August 28, 2004
A step in the right direction, a step aside
I tried to ease my way further into the realm of fiction by reading The Book Against God, the debut novel by literary critic James Wood. I am in awe of the analytical power and bristling prose of his essays, so I should be equally enamored of his novel, right? Almost. Its protagonist is a depiction of what I fear myself becoming, and as he is mired deeper and deeper in his problems during the course of the book, I was more and more intolerant of the book itself. I should know better than to make one-to-one connections between character and book—I'm certainly able to make a similar distinction when looking at art—but I'm not yet that adept a fiction reader.

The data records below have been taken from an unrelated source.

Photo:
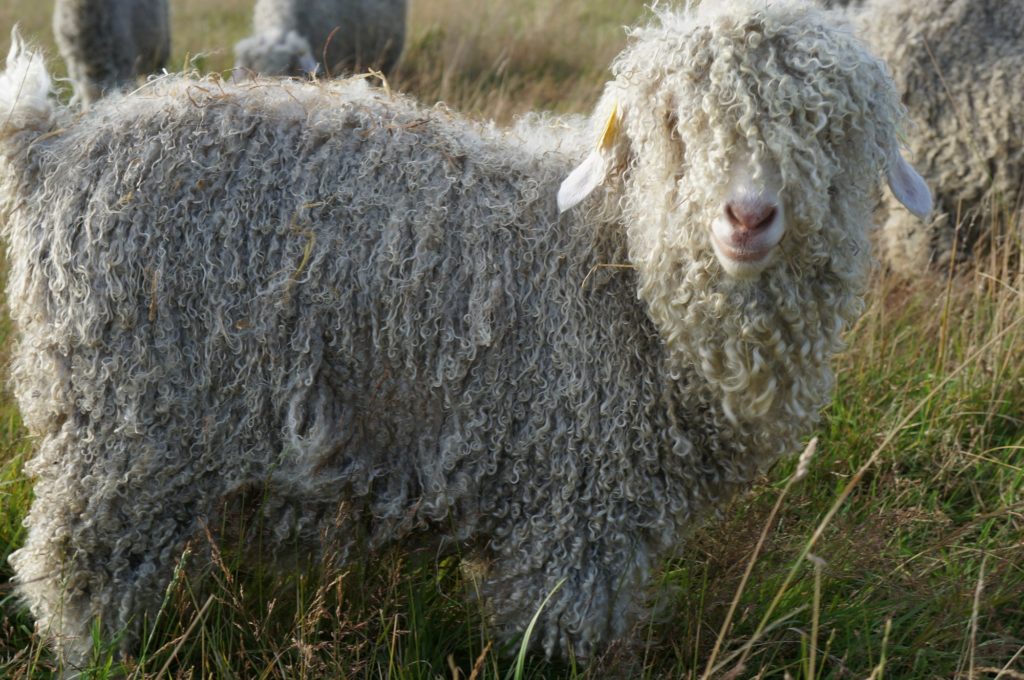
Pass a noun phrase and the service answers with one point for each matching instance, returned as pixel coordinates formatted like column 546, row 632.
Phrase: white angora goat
column 108, row 43
column 344, row 299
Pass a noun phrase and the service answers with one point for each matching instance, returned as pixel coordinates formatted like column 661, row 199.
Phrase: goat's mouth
column 745, row 253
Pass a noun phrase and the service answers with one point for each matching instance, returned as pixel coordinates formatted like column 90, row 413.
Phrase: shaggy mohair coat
column 335, row 37
column 370, row 314
column 958, row 66
column 108, row 43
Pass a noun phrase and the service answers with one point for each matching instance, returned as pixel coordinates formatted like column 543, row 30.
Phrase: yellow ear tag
column 610, row 129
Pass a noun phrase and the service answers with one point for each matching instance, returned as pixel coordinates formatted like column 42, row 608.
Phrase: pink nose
column 752, row 217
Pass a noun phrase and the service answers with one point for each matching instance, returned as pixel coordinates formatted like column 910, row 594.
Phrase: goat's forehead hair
column 762, row 65
column 673, row 35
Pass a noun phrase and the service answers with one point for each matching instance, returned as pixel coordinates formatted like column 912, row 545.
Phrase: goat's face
column 753, row 137
column 751, row 222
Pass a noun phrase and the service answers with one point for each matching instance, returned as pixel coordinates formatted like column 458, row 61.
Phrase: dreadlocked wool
column 372, row 316
column 108, row 43
column 958, row 66
column 332, row 37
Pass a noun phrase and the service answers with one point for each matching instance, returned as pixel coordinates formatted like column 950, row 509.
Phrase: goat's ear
column 908, row 186
column 594, row 170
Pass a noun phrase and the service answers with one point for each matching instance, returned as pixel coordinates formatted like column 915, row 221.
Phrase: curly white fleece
column 957, row 66
column 330, row 298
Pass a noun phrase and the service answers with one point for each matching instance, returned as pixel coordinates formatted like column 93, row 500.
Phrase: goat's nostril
column 751, row 218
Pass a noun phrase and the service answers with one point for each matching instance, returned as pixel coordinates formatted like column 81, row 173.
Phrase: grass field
column 899, row 555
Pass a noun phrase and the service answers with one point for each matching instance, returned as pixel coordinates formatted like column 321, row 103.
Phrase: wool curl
column 107, row 44
column 957, row 66
column 340, row 36
column 341, row 298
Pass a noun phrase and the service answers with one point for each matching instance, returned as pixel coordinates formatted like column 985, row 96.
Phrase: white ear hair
column 592, row 172
column 908, row 186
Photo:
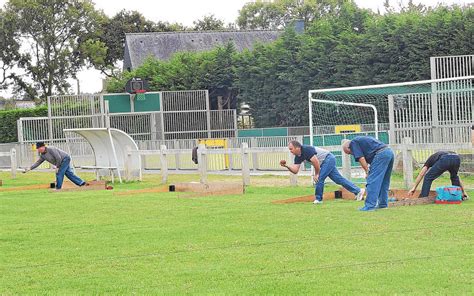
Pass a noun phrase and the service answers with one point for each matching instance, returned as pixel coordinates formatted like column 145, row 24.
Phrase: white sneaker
column 360, row 195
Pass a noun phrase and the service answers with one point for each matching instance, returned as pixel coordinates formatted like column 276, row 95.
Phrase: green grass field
column 95, row 242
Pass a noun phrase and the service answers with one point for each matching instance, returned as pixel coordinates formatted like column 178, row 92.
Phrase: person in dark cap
column 435, row 166
column 61, row 160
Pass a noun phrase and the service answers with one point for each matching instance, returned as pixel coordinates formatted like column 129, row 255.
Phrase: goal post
column 429, row 111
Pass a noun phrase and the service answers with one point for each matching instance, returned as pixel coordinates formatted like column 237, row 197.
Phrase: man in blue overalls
column 368, row 150
column 324, row 164
column 435, row 166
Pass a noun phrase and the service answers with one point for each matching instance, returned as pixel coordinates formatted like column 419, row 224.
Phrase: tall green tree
column 52, row 30
column 208, row 23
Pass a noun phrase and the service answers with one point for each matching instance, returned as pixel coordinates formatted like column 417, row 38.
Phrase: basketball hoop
column 140, row 95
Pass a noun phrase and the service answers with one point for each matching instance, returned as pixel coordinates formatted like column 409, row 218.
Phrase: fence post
column 407, row 162
column 13, row 162
column 202, row 163
column 293, row 177
column 128, row 164
column 177, row 155
column 245, row 164
column 253, row 144
column 164, row 164
column 346, row 164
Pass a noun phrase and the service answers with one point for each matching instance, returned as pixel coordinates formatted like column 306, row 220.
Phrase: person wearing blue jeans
column 435, row 166
column 324, row 164
column 370, row 151
column 61, row 160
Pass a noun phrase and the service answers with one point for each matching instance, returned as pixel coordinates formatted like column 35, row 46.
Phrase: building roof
column 161, row 45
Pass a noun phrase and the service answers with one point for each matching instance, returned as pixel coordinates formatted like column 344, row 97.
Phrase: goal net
column 430, row 111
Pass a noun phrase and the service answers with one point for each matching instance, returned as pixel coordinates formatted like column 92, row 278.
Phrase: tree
column 208, row 23
column 9, row 50
column 53, row 30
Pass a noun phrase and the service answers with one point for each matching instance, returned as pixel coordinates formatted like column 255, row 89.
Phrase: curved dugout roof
column 110, row 148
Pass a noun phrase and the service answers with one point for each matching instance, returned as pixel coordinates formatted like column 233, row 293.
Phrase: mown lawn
column 95, row 242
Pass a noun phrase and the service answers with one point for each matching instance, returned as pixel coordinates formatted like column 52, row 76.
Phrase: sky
column 187, row 11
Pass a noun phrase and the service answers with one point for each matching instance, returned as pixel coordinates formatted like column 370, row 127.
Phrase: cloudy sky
column 187, row 11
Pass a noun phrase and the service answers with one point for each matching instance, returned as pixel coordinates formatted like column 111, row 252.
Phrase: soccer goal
column 428, row 111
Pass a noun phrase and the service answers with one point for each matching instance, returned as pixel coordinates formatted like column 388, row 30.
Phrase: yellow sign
column 350, row 128
column 217, row 143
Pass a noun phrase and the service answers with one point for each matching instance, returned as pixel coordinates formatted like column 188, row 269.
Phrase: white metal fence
column 183, row 115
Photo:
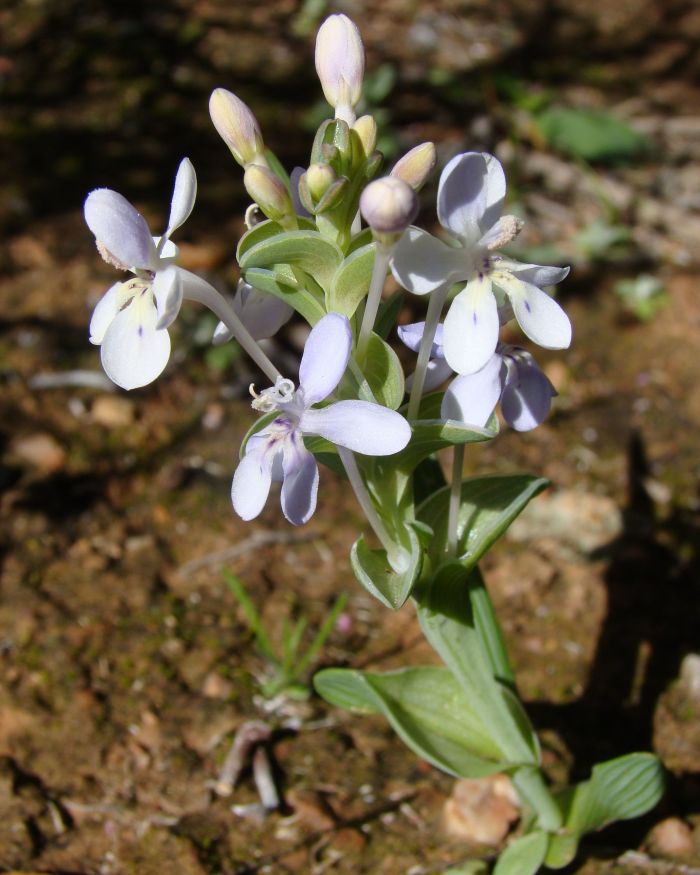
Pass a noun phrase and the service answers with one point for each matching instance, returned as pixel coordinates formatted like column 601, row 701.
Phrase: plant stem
column 374, row 296
column 363, row 497
column 455, row 498
column 197, row 289
column 432, row 318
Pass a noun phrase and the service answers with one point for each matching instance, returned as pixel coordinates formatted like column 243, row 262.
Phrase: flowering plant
column 307, row 250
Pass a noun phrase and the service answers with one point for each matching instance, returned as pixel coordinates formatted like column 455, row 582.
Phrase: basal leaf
column 619, row 789
column 488, row 506
column 426, row 708
column 374, row 572
column 351, row 281
column 307, row 250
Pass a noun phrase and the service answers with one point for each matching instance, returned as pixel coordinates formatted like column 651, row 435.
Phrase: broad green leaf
column 619, row 789
column 447, row 619
column 426, row 708
column 524, row 856
column 264, row 231
column 373, row 571
column 308, row 250
column 488, row 506
column 591, row 134
column 282, row 283
column 432, row 433
column 350, row 283
column 383, row 372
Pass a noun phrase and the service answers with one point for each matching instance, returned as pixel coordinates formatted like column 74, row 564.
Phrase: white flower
column 130, row 321
column 470, row 198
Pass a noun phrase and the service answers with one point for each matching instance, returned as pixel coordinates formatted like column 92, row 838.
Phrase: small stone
column 481, row 810
column 42, row 451
column 112, row 412
column 671, row 838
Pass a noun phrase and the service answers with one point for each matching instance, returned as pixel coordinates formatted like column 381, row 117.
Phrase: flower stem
column 365, row 502
column 435, row 304
column 197, row 289
column 455, row 498
column 374, row 296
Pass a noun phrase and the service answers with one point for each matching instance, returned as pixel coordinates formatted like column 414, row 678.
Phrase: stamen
column 273, row 397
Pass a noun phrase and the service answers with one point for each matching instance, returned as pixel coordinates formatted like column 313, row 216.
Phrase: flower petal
column 133, row 351
column 537, row 274
column 300, row 485
column 527, row 399
column 261, row 313
column 360, row 426
column 106, row 309
column 120, row 228
column 539, row 315
column 470, row 195
column 167, row 290
column 251, row 483
column 184, row 194
column 470, row 332
column 422, row 263
column 325, row 357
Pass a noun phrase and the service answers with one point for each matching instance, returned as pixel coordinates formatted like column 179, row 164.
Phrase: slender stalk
column 455, row 498
column 432, row 318
column 394, row 555
column 374, row 296
column 197, row 289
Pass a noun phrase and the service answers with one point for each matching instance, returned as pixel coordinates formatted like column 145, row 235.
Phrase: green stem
column 432, row 318
column 374, row 296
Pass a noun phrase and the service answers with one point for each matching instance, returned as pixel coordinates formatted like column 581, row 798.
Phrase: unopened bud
column 319, row 178
column 366, row 129
column 388, row 205
column 268, row 192
column 237, row 127
column 340, row 64
column 416, row 165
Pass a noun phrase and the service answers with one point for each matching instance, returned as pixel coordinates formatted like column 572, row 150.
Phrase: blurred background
column 126, row 662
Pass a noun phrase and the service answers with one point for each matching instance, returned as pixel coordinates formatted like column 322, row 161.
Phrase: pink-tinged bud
column 388, row 205
column 416, row 165
column 268, row 192
column 340, row 64
column 237, row 127
column 366, row 129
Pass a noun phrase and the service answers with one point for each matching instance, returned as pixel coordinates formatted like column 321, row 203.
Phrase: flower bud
column 319, row 178
column 340, row 64
column 366, row 129
column 237, row 127
column 416, row 165
column 268, row 192
column 388, row 205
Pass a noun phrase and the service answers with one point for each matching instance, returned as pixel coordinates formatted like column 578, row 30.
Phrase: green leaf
column 308, row 250
column 432, row 433
column 426, row 708
column 447, row 619
column 619, row 789
column 351, row 281
column 591, row 134
column 383, row 372
column 524, row 856
column 488, row 506
column 374, row 572
column 283, row 284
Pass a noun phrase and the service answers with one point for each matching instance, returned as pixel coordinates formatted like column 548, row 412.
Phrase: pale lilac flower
column 261, row 313
column 470, row 198
column 277, row 452
column 511, row 376
column 130, row 321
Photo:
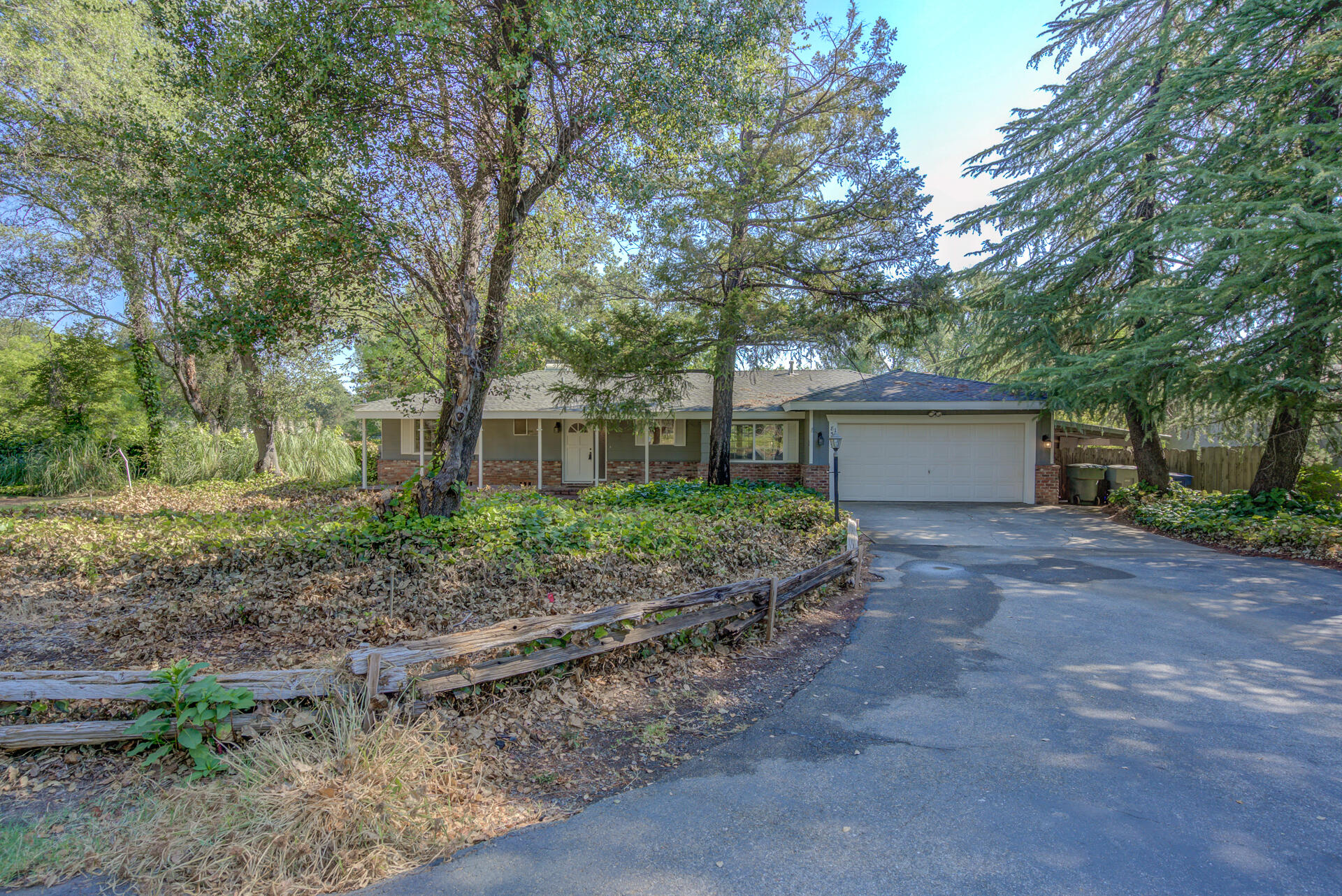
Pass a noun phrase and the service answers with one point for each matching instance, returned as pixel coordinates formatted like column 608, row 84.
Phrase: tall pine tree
column 1082, row 223
column 1262, row 205
column 787, row 226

So I underlined triusms and fabulous turns of phrase ("...we can't schedule the consequences of our lies"; about the narrator's parents: "And though they drank tea every night, from the same art deco cups and saucers, the event seemed to give them the same pleasure every night; there was no death by repetition in their marriage, quite the opposite, it was as if only by repetition they knew the exact weight of everything"; "...I looked at Terry's hands, broad with earthy seams"; describing a church organ: "the organ sounded—beautiful, that silver dapple of complicated breath through a thousand mouths") and am now back to the realm of non-fiction, with Jeffrey Steingarten's It Must've Been Something I Ate.